Still, like any good soldier, Meredith wasn’t going to be discouraged by a bunch of invulnerable avian tanks. A week later, he and his men were wading back into the fray.
After a month of pitched battles, he claimed that they had killed 986 birds, with 2,500 more likely to die from their injuries. The first figure raised eyebrows because the trio used 9,860 rounds of ammunition, for exactly 10 cartridges per kill, and the second was essentially speculation. In a 2006 paper in the Journal of Australian Studies, historian Murray Johnson poured scorn upon Meredith’s report:
“There could be no accurate way of even knowing how many birds had been wounded.” But whatever the exact level of the losses, they appeared to make precisely no difference to the emus. In his paper, Johnson argued that if anything, the whole fiasco made things worse: “It is highly probable that the machine-gunners actually exacerbated the crop losses, for every time the guns were able to open fire the birds scattered widely, trampling the maturing wheat as they desperately sought cover.”
The aftermath of the battle
Even at the time, the Emu War attracted ridicule. There was a strong suspicion that the deployment of Meredith and his two valiant soldiers was more of a low-cost publicity stunt than a serious attempt to cull the emu population.
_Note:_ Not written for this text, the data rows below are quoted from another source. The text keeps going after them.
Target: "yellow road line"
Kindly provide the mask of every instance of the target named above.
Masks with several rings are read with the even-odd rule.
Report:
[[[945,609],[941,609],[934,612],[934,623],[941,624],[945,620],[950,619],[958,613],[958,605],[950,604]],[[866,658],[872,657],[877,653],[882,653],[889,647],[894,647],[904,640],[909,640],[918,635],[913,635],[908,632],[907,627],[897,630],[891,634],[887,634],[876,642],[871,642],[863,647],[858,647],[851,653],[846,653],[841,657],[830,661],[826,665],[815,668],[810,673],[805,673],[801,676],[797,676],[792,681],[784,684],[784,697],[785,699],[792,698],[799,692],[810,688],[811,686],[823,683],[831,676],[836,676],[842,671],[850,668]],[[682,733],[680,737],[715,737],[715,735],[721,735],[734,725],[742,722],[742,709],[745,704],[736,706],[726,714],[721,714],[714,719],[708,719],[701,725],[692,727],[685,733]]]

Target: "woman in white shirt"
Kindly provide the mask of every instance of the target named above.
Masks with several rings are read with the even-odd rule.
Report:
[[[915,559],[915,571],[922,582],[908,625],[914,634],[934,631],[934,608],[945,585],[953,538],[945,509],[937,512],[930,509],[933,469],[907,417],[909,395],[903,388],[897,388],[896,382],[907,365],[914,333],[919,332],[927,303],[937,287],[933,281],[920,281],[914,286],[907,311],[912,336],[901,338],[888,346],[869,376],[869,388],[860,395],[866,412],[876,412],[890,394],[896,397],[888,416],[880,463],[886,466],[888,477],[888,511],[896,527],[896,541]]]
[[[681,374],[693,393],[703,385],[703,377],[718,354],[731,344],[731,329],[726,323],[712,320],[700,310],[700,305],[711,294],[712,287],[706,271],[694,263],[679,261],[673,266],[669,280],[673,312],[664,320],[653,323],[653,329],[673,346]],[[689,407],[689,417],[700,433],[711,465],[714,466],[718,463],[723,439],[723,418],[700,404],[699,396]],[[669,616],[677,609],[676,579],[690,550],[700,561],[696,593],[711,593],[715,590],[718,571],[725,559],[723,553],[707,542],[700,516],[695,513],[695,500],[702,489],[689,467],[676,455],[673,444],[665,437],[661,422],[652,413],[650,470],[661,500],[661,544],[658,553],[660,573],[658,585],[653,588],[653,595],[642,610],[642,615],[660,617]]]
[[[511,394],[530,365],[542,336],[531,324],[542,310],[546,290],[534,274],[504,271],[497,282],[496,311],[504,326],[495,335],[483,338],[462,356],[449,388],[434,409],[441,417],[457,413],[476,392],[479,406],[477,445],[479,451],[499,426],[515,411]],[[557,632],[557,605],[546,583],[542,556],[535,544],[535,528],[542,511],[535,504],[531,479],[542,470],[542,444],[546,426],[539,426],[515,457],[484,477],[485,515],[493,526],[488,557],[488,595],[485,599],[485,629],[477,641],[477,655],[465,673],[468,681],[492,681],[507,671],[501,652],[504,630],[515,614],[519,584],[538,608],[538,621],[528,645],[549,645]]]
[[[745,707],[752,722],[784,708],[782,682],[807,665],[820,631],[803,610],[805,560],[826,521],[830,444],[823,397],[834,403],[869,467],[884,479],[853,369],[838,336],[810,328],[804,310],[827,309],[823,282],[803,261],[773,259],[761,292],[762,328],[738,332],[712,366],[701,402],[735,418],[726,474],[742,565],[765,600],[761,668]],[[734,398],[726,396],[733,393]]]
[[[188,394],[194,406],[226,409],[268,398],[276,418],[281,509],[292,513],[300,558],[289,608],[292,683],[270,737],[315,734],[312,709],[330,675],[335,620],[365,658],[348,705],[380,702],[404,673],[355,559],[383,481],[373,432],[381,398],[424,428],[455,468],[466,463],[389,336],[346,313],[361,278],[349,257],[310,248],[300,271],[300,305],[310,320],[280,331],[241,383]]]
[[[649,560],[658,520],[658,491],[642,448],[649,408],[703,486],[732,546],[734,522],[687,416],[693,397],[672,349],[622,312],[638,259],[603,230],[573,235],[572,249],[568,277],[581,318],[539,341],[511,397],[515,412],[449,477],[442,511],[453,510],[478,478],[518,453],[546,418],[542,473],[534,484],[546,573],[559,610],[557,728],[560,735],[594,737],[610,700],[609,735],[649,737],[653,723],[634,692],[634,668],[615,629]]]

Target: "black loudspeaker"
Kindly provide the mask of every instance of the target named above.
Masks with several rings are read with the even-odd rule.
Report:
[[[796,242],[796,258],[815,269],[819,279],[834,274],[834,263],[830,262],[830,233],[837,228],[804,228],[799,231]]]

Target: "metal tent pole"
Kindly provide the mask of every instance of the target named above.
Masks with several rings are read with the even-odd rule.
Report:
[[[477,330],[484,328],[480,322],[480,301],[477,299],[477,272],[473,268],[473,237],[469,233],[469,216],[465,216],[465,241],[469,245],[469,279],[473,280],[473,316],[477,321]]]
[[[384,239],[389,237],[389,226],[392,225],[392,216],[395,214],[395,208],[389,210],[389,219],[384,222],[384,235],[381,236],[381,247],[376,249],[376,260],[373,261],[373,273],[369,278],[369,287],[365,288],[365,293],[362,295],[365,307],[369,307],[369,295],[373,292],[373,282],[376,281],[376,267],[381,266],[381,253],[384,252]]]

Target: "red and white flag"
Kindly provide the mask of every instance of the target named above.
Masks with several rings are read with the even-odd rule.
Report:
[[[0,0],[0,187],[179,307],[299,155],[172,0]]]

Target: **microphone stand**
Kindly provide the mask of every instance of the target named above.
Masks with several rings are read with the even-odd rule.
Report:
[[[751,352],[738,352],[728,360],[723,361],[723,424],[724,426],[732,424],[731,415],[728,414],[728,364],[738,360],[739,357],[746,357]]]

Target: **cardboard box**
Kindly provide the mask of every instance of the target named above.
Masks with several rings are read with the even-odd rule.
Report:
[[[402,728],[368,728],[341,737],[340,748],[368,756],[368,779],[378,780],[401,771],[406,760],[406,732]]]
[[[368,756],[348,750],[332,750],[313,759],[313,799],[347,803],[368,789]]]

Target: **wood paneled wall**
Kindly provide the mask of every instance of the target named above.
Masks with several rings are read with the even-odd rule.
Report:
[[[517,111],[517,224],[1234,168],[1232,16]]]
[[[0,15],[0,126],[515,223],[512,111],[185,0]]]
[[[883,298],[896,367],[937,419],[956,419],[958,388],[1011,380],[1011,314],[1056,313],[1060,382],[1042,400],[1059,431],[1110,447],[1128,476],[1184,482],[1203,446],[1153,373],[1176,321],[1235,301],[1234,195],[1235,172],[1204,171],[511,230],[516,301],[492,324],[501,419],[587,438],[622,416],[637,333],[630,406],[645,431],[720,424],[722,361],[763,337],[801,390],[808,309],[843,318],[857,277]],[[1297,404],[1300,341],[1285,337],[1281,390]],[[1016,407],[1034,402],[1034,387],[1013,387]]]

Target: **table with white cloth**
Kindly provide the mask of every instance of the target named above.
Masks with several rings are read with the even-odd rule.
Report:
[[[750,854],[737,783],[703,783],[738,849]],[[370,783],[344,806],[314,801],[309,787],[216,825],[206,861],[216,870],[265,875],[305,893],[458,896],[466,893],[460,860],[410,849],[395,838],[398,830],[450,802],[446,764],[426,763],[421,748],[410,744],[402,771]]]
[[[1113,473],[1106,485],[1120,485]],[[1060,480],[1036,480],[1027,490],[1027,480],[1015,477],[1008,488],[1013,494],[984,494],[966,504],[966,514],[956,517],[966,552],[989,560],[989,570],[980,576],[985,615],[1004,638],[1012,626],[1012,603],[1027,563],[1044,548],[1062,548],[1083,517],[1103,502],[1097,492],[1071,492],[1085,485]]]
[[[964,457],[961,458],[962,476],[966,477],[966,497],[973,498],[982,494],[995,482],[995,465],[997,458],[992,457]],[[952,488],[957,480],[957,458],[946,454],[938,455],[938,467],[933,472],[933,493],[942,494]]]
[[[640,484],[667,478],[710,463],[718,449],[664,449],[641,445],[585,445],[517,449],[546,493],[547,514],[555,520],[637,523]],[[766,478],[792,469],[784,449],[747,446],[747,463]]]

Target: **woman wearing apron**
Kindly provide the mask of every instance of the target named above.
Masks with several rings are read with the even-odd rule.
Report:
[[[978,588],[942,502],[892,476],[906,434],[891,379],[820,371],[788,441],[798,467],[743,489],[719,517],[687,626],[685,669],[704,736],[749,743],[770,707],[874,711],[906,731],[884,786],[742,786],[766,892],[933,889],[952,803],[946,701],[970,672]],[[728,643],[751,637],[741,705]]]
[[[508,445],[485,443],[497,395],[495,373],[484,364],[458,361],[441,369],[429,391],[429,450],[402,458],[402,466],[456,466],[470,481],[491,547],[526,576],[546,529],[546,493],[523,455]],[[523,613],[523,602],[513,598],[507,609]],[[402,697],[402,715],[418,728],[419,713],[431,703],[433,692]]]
The decision to send a cinematographer along with the soldiers did nothing to allay this, and the resultant footage certainly has more of an air of farce than it does of “serious attempt to rescue the livelihoods of impoverished farmers”. (The fact that the accompanying music sounds strikingly like the Monty Python theme doesn’t help matters.)
Western Australia Makes War On Emus
Even in 1932, many thought the Australian army’s war on the giant birds was ridiculous. Video: Western Australia Makes War On Emus / British Movietone
Today, the affair seems like a mildly embarrassing historical footnote, but its legacy lives on in the solution that the Western Australian government eventually found to its emu problem. After decades of unsuccessful culling attempts and bounty payments, the state finally shelled out £52,000 (somewhere between $1.4m and $1.95m in today’s U.S. dollars, depending on the calculation you use) to build 135 miles of fencing around the state’s wheat-growing areas.
The fence has been extended several times since, and today it runs for nearly 850 miles, stretching across much of the state. It has proven effective at restricting emus’ movements, but has also done untold damage to other native species’ habitats and migration patterns. In a country finally moving toward a less adversarial approach to its land, the fence is increasingly controversial; the remnant of an era when Australia would rather go to war with its wildlife than try to live alongside it.